Est-ce le contexte de crise économique qui pousse la droite européenne à épouser les thèses de l’extrême-droite ? Est-ce la proximité des élections communales ? Les libéraux ont créé le buzz ces dernières semaines avec les déclarations de Didier Reynders sur le fait que ‘‘Molenbeek, c’est déjà l’étranger’’ puis en proposant (en urgence s’il vous plaît !) une loi sur un nouveau parcours d’intégration.

Il faut dire qu’ils ont étés bien aidés par les intégristes de sharia4belgium à qui on pourrait décerner la palme de l’idiot utile de la xénophobie. On est habitué depuis longtemps aux accents poujadistes du MR et à ses poussées de fièvres conservatrices ou xénophobes. Afin de convaincre les plus sceptiques, rappelons simplement que certains des parlementaires MR avaient voté contre la loi permettant l’adoption pour les couples homosexuels.

On aimerait être étonné que des partis comme le PS et Ecolo ne remettent pas en question la nécessité du parcours d’intégration mais on est hélas habitué à ce que ces partis emboîtent le pas à la pensée dominante du moment. Si ces partis proposent une version adoucie du parcours d’intégration, aucun ne s’est interrogé sur sa pertinence et sur sa signification. Le parcours d’intégration apparaît pour renforcer et donner raison au préjugé xénophobe ‘‘les étrangers ne s’intègrent pas à la société belge.’’ Première mise au point : les travailleurs immigrés font partie de la société belge. Ils sont cette société au même titre que les travailleurs belges de souche. La surpopulation des écoles d’alphabétisation et d’apprentissage des langues nationales prouve à elle seule la volonté des étrangers primo-arrivants de se donner la possibilité d’évoluer au sein de cette société. Le parcours d’intégration, obligatoire ou non, ne va pas influer sur cet état de fait et sert donc surtout à conforter ceux qui voudraient voir les travailleurs immigrés renoncer à leur culture pour adopter tous les aspects de la culture dominante.

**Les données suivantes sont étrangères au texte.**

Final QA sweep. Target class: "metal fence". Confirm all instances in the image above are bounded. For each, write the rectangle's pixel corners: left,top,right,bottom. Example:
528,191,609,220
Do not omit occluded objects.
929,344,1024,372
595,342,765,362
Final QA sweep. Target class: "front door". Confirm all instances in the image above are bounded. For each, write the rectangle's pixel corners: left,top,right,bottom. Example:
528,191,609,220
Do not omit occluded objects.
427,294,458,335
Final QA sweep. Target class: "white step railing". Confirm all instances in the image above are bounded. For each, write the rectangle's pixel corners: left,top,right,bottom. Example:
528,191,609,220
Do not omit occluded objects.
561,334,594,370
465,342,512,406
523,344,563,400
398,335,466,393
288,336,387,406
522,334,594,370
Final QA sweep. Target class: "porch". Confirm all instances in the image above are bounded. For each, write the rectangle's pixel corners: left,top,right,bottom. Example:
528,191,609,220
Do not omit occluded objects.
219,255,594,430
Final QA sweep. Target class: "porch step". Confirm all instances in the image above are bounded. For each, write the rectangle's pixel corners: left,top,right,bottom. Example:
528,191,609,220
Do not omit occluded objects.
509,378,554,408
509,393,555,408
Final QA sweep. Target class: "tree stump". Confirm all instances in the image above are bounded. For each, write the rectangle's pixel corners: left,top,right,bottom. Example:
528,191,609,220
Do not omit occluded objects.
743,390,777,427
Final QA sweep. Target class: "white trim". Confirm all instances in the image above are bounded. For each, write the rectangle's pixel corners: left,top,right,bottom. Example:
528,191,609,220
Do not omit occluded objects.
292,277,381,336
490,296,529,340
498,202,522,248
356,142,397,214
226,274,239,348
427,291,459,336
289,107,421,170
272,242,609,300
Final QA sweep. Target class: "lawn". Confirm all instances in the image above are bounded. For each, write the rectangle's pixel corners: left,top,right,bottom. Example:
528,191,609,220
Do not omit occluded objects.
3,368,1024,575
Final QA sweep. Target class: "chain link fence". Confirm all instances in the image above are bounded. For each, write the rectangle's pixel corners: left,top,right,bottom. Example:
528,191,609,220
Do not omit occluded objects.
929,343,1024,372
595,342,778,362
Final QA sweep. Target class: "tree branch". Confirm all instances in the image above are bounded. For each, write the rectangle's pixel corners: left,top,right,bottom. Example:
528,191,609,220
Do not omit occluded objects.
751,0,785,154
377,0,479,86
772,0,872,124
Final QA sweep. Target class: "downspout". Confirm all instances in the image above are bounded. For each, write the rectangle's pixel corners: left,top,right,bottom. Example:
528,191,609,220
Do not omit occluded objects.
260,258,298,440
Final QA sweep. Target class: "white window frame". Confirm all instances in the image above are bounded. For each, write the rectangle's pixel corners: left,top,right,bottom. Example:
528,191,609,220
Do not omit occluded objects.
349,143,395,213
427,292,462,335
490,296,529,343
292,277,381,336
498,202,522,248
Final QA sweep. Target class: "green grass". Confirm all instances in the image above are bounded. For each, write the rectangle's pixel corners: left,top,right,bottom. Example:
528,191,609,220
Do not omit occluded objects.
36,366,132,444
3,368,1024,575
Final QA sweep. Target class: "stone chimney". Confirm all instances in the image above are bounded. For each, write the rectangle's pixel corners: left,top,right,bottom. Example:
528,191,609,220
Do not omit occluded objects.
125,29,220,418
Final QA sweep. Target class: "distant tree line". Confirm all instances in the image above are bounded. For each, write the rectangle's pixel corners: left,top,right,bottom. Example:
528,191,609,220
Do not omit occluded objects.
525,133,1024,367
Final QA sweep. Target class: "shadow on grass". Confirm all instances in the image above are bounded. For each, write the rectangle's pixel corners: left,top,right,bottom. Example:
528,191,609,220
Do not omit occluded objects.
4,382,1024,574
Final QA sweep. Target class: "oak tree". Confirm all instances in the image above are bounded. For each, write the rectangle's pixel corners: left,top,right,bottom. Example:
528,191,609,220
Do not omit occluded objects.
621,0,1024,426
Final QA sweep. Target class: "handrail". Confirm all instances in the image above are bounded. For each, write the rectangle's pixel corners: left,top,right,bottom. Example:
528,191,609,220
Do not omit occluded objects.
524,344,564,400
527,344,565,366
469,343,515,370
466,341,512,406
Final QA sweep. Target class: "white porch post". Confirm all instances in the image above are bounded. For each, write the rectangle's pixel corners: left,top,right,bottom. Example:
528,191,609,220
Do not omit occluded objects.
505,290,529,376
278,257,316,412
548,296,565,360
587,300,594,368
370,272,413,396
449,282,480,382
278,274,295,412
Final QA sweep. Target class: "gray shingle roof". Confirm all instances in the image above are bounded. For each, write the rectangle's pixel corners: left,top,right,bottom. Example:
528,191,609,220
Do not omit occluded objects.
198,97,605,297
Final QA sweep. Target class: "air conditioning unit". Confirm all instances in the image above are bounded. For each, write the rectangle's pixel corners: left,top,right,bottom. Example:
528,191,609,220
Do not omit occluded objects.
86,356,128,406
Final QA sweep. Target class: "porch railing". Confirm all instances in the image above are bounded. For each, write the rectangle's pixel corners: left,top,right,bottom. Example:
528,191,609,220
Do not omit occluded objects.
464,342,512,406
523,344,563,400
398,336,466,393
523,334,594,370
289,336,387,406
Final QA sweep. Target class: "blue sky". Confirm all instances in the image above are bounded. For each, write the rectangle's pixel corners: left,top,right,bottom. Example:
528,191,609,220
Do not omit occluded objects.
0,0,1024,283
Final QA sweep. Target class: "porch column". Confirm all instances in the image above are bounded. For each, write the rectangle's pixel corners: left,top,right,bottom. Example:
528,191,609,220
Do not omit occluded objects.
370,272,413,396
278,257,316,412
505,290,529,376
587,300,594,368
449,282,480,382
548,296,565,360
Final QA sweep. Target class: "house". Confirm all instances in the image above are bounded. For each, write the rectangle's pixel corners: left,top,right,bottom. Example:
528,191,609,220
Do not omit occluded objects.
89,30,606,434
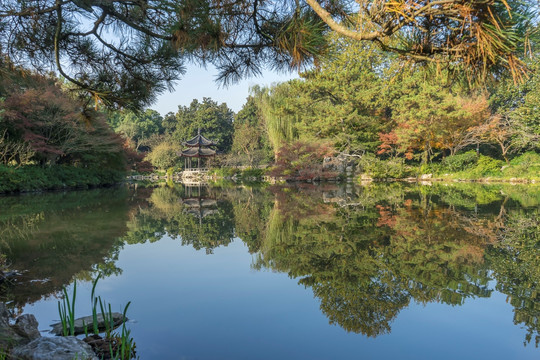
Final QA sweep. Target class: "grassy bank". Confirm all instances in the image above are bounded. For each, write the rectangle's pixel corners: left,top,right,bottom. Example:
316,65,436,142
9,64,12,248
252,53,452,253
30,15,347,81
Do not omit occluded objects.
0,165,124,193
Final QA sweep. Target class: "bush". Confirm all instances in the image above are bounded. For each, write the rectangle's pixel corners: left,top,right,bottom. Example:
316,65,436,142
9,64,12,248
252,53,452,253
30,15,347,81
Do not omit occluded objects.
212,167,240,177
146,142,180,170
240,168,265,178
470,155,504,177
0,165,124,193
440,150,478,173
503,151,540,178
358,154,414,179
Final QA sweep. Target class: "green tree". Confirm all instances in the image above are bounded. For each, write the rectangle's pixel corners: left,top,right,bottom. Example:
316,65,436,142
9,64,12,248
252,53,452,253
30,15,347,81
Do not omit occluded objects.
231,95,271,166
172,98,234,152
113,109,163,151
0,0,537,108
145,141,180,170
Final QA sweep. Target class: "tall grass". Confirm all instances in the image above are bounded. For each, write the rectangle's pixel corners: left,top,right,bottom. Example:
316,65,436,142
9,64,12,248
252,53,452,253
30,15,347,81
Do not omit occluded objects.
58,280,77,336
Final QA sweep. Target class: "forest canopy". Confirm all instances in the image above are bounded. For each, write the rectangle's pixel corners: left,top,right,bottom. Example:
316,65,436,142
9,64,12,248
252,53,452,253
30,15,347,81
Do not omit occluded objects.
0,0,538,108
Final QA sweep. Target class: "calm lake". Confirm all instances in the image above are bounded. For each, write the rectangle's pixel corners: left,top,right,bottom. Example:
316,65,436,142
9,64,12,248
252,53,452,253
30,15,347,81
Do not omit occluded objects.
0,183,540,360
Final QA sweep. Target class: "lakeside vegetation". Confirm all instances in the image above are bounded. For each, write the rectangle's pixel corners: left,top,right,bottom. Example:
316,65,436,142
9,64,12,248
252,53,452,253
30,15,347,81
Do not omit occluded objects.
0,183,540,344
0,4,540,188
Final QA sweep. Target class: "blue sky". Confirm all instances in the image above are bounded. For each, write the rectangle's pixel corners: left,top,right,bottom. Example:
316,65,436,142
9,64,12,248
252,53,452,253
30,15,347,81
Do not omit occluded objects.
150,65,298,115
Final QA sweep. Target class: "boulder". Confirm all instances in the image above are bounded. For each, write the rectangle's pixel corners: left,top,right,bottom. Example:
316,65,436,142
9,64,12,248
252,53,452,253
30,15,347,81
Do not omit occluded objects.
11,336,98,360
50,312,124,335
0,303,28,349
12,314,41,340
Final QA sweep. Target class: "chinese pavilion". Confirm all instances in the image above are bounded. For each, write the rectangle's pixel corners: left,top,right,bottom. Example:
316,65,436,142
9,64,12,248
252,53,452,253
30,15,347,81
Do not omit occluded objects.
179,128,216,171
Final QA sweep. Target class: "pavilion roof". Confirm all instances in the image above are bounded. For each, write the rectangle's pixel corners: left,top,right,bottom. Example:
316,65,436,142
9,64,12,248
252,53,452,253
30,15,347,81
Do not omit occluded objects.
178,147,216,157
183,128,216,147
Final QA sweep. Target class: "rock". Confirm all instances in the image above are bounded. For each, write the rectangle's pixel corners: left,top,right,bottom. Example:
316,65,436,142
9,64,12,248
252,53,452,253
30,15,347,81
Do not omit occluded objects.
12,314,41,340
11,336,98,360
0,303,28,349
50,313,128,335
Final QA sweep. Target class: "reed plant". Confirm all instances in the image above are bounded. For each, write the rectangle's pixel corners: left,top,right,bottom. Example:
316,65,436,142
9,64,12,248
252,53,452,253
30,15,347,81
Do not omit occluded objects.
58,280,77,336
56,274,135,360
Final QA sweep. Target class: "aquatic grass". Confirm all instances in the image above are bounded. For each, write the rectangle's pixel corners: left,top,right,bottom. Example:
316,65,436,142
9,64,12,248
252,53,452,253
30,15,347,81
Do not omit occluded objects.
109,301,135,360
90,273,101,335
58,280,77,336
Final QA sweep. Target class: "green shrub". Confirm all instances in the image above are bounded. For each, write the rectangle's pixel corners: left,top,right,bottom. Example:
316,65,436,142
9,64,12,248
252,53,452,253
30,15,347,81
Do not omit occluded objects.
469,155,504,177
0,165,124,193
503,151,540,178
358,154,414,179
440,150,478,173
212,167,240,177
240,168,265,178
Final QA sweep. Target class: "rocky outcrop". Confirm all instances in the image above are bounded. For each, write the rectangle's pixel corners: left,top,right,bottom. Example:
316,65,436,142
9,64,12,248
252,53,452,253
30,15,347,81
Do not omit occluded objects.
11,336,98,360
0,303,26,349
50,312,127,335
12,314,41,340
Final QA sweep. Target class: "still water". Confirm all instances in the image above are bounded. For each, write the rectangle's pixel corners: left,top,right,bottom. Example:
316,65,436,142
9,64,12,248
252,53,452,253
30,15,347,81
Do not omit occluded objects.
0,184,540,359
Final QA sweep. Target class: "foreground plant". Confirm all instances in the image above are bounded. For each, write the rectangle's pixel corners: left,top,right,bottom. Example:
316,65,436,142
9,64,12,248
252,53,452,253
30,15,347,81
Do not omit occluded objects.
58,274,136,360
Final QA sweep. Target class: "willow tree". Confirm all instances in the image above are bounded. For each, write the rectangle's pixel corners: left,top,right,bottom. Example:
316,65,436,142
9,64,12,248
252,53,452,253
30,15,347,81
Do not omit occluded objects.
0,0,538,107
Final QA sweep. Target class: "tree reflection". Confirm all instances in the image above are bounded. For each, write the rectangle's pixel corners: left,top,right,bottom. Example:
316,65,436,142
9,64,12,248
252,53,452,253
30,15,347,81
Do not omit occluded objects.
254,184,540,341
0,183,540,345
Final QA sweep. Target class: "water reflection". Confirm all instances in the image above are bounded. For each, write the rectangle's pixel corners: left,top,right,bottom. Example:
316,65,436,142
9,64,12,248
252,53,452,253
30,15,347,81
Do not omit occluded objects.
0,183,540,345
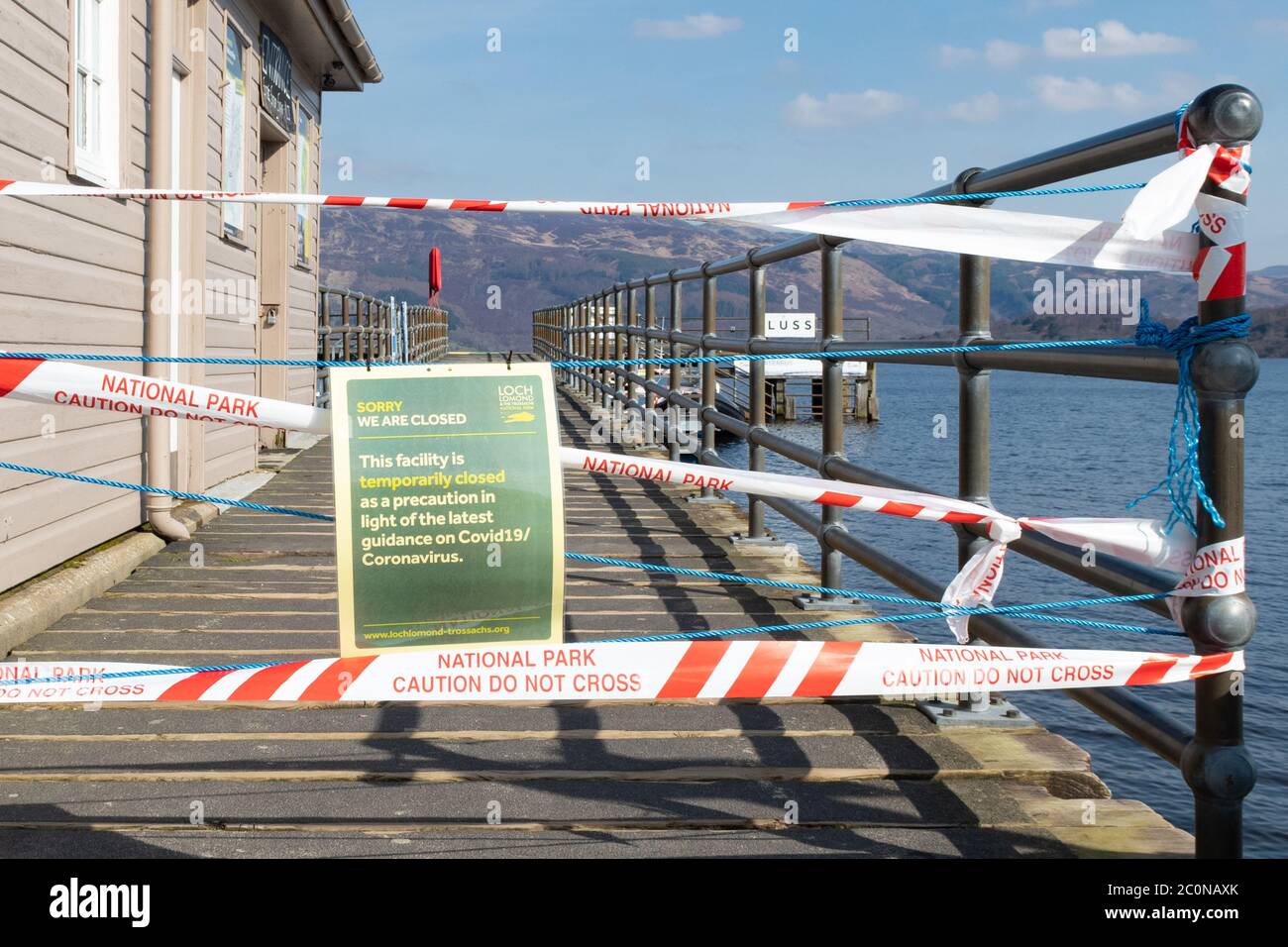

Cet angle d’approche ne doit pourtant pas masquer d’autres raisons, plus profondes, pour lesquelles le MR fait de la question de l’intégration des immigrés son cheval de bataille. Nous vivons des temps de crise économique profonde. Si l’austérité ne frappe pas la Belgique de plein fouet, on a commencé à en voir la tête avec les premières mesures contre les chômeurs. Dans ce contexte de crise, et face à des travailleurs qui pourraient vouloir s’organiser contre des mesures qui vont aller croissantes pour défaire leurs acquis sociaux, les bonnes vieilles recettes du patronat refont surface pour semer la division. Faire croire que les travailleurs belges et immigrés n’ont pas les mêmes intérêts est un de ces tours de passe-passe. Il est important pour le MR, surtout face à un PS fort en Wallonie, de montrer au patronat belge qu’il est le meilleur pour ce job. Le PS, bien sûr, ne voudra pas laisser si facilement filer sa place de premier de la classe, raison pour laquelle il emboîte le pas au MR. Et si Ecolo fait de même, il aura démontré publiquement ce qu’il est devenu : un autre parti du patronat qui n’a pas encore fait son coming out.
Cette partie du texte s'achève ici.